Stub like a surgeon, spy like James Bond with REST-assured

27 May 2012

This is the story of REST-assured, a testing tool for isolating automated integration tests from external HTTP-based dependencies. Unlike alternatives that I know of (most notably VCR), it does not stub out the underlying HTTP client library, but rather is an actual service that is configurable to respond in arbitrary ways. As an immediate result it is language agnostic, supports spying and… Let me tell you the whole story first.

I work in BBC Future Media. The problem of testing systems talking to each other via HTTP is extremely relevant here. There are a countless number of services that provide more or less RESTful APIs and in turn consume from others. None of the products (that I know of) are standalone.

When it comes to integration testing (in a particular project) we are forced to think hard how to represent those dependencies to our application. It would be nice of course to simply spin up a virtual machine with the services needed next to our code, but that sadly is rarely an option, not the least because some of those services are in development themselves.

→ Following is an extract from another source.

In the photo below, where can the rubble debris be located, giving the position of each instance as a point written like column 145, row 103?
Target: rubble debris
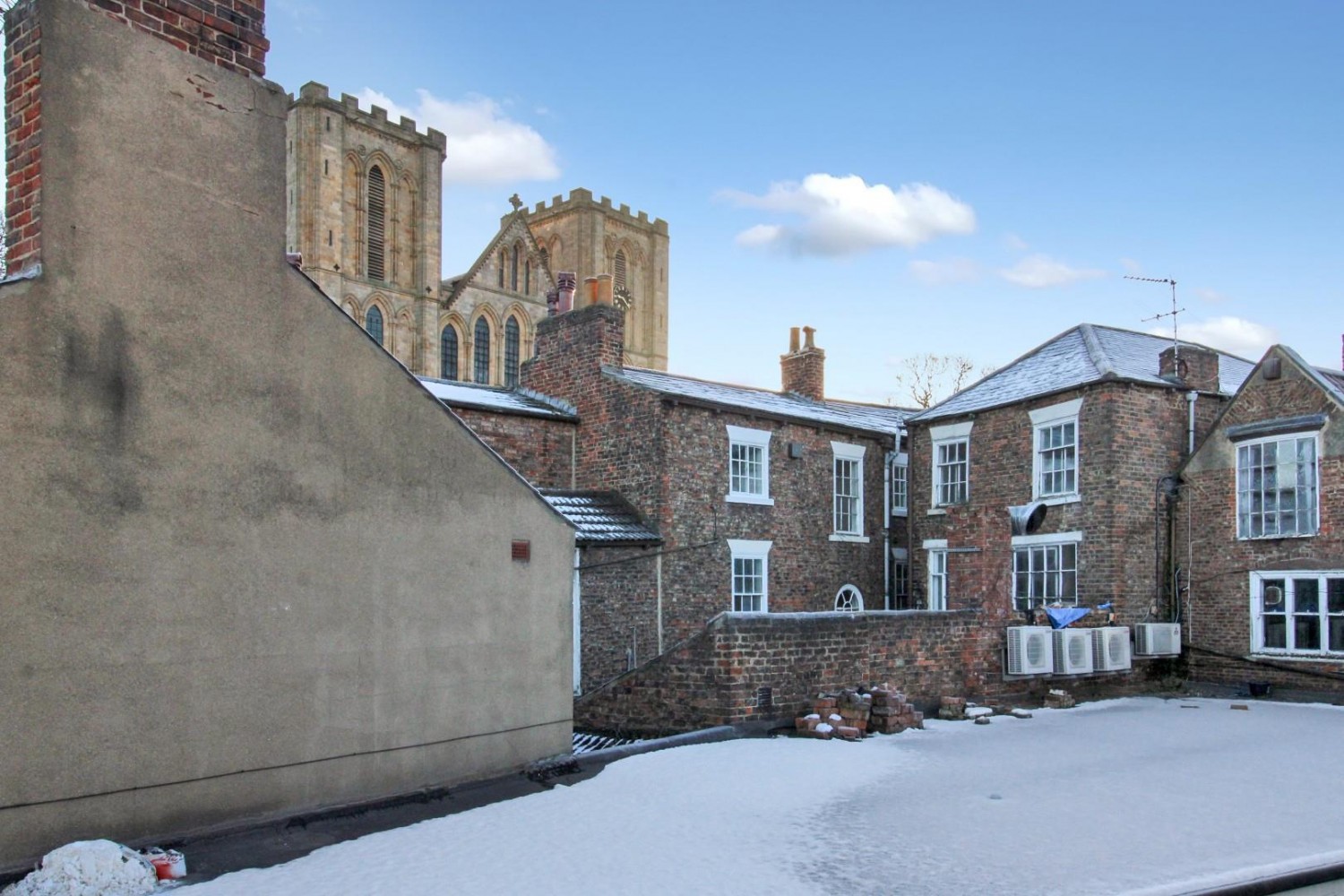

Lots of tools adressing this problem arose in such a highly ‘fertilized’ environment. Some are hidden in corporate SVN repos, and some have seen the light of day (rack-stubs, anmo). REST-assured is one of a kind that eventually grew into something more generic and hopefully can be helpful out there in the wild.

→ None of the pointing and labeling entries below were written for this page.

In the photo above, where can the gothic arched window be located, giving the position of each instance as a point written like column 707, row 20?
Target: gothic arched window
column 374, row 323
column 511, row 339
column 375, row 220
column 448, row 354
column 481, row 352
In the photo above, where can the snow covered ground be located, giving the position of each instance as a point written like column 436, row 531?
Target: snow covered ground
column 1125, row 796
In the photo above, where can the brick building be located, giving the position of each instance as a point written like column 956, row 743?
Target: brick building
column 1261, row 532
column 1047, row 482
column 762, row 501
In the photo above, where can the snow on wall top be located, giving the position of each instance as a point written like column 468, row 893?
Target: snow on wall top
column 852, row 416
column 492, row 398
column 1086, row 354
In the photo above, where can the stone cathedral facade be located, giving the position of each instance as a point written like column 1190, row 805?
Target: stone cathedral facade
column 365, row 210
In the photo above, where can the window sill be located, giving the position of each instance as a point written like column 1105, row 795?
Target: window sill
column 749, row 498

When I first faced this problem, I thought for a bit and started using hand-crafted fixtures which were served directly from tests. As the number of tests grew, the focus shifted from creating new fixtures towards reusing existing ones. Further down the line, making them configurable started to sound like a good idea. Then one day it became apparent that it is quite hard to figure out their state during non-trivial tests. And so it went on and on, presenting new challenges.

And it was for that reason (not because programmers love to create frameworks!), it didn’t take too long till I found myself pulling all that stuff out into a framework. Well, OK, not a framework strictly speaking, but something along those lines.

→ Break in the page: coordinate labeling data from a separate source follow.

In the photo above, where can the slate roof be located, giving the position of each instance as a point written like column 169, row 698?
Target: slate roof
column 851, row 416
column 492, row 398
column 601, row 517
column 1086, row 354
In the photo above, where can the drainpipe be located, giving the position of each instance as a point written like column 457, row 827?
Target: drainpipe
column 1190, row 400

My current project here is a ‘control panel’ type of thing that sits between multiple external systems, presents their data in the browser, issues control requests to some of them based on user actions, delivers responses back to the user and updates the state of things in others.

We keep development within the BDD cycle. Every feature starts with automated acceptance test. For this we are using Cucumber with ruby. Once we get the meaningful failure out it, we go down to Javascript unit tests (using Jasmine) and when those pass, end up on Java layer where JUnit and Mockito help us to test drive the back-end.

On a side note. Nowadays there is a nice alternative for Java projects - cucumber-jvm - so that everything can be kept within the same project, language, libraries, etc. It looks very impressive, but on the other hand I kind of appreciate the fact that there is a ten foot wall between production code and integration tests. We are forced to treat the system as a black box.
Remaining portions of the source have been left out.